If you want a wall hung toilet, but your walls are too thin to support them then there’s not much you can do except perhaps having a plumber install additional struts or supports around where the water tank and sewerage pipelines will be run through from behind the bowl before they run through the exterior walls.
How Much space is required for a wall hung toilet?
If you install a wall-mounted toilet, there is a minimum requirement for space in front of and behind the bowl. In many cases, the minimum space requirement is 24 inches from the center line of the bowl.
This means that if you have a wall hung toilet, there should be at least 24 inches from the centerline of the toilet seat to any side walls or other obstruction in front of it and there must also be a minimum of 24 inches from the centerline of the toilet seat to any obstructions in back.
A wall hung toilet can be installed with up to 6 inches on either side of the bowl, but this is at the installers discretion and may not always be possible. You should take into consideration that if you are using a round or elongated bowl, you may not be able to position it next to an obstructing wall.
Suppose you cannot meet the minimum requirement of 24 inches on both sides of the bowl. In that case, a conventional style toilet will probably be easier and cheaper to install than a wall mounted one because there’s no need for additional framing to support plumbing lines running through behind the walls.
Do I need a frame for a wall hung toilet?
Wall hung toilet framing requirements is one of the most common questions that anyone considering a wall hung toilet will have. The good news is that the answer to this question is not as difficult to figure out.
As a general rule, wall-hung toilets do not need to install framing specifically for a wall-mounted toilet. Instead of requiring additional framing, all modern wall-mounted toilets use an anchoring mechanism (usually bolts and washers) that attaches itself directly to the existing studs.
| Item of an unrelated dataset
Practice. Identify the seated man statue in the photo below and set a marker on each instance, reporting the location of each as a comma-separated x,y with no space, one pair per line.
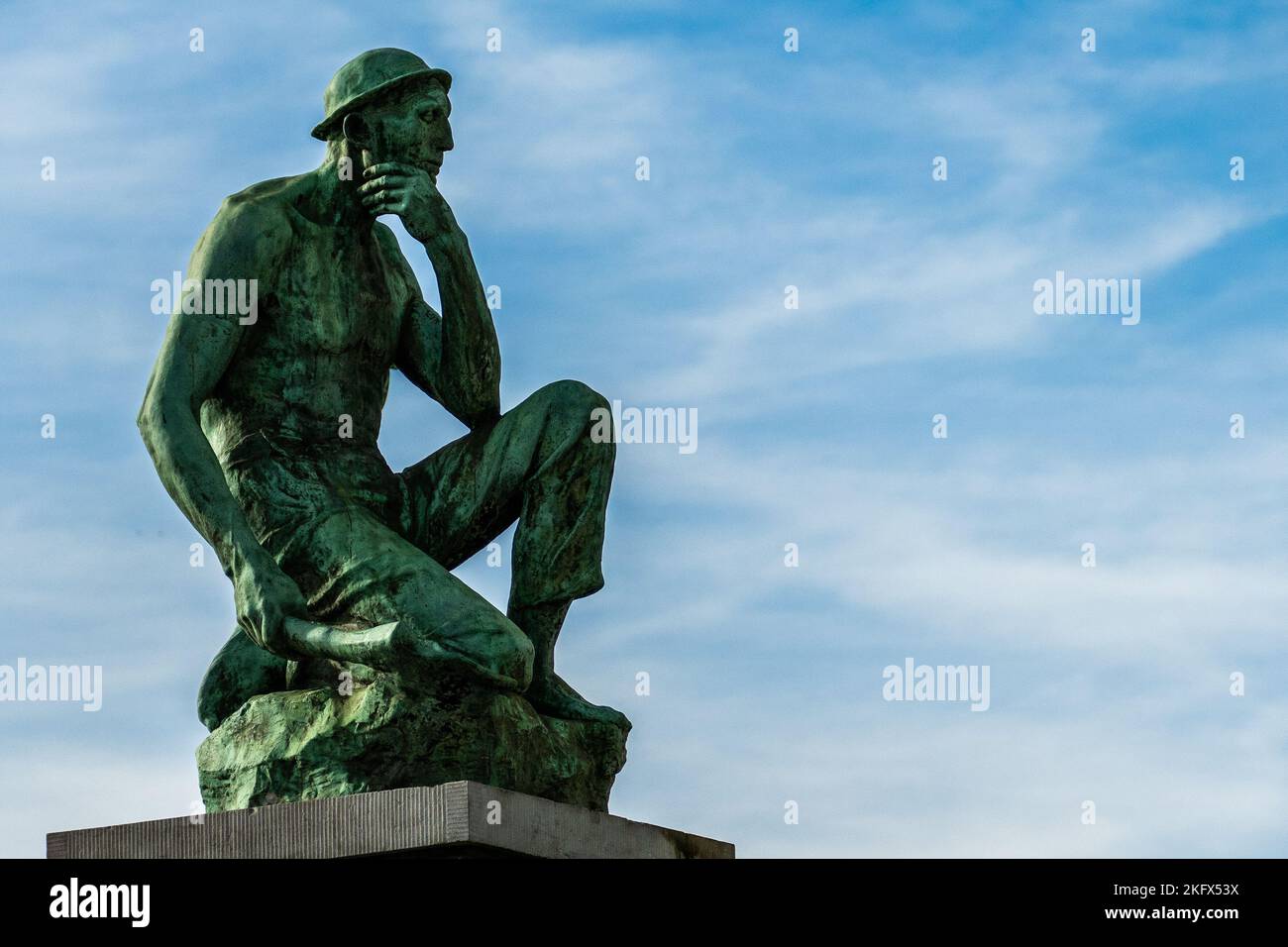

A wall-hung toilet comes equipped with larger bolts if the studs are too far apart to make this possible. It should be noted that older building codes may require additional framing around where the bowl will be installed because of stricter building requirements for older construction, but even in these cases, most architects and designers agree that it’s not absolutely necessary and will not compromise the strength of the wall where it needs to be mounted.
It should also be noted that because a wall hung toilet does not need any additional framing, they are also easier to remove in cases where you are selling your home or if they are ever damaged.
No one wants their toilets to break, but even when they don’t, it’s much easier to remove a wall hung toilet if you need to replace them because there is no need for drilling into the studs in your walls.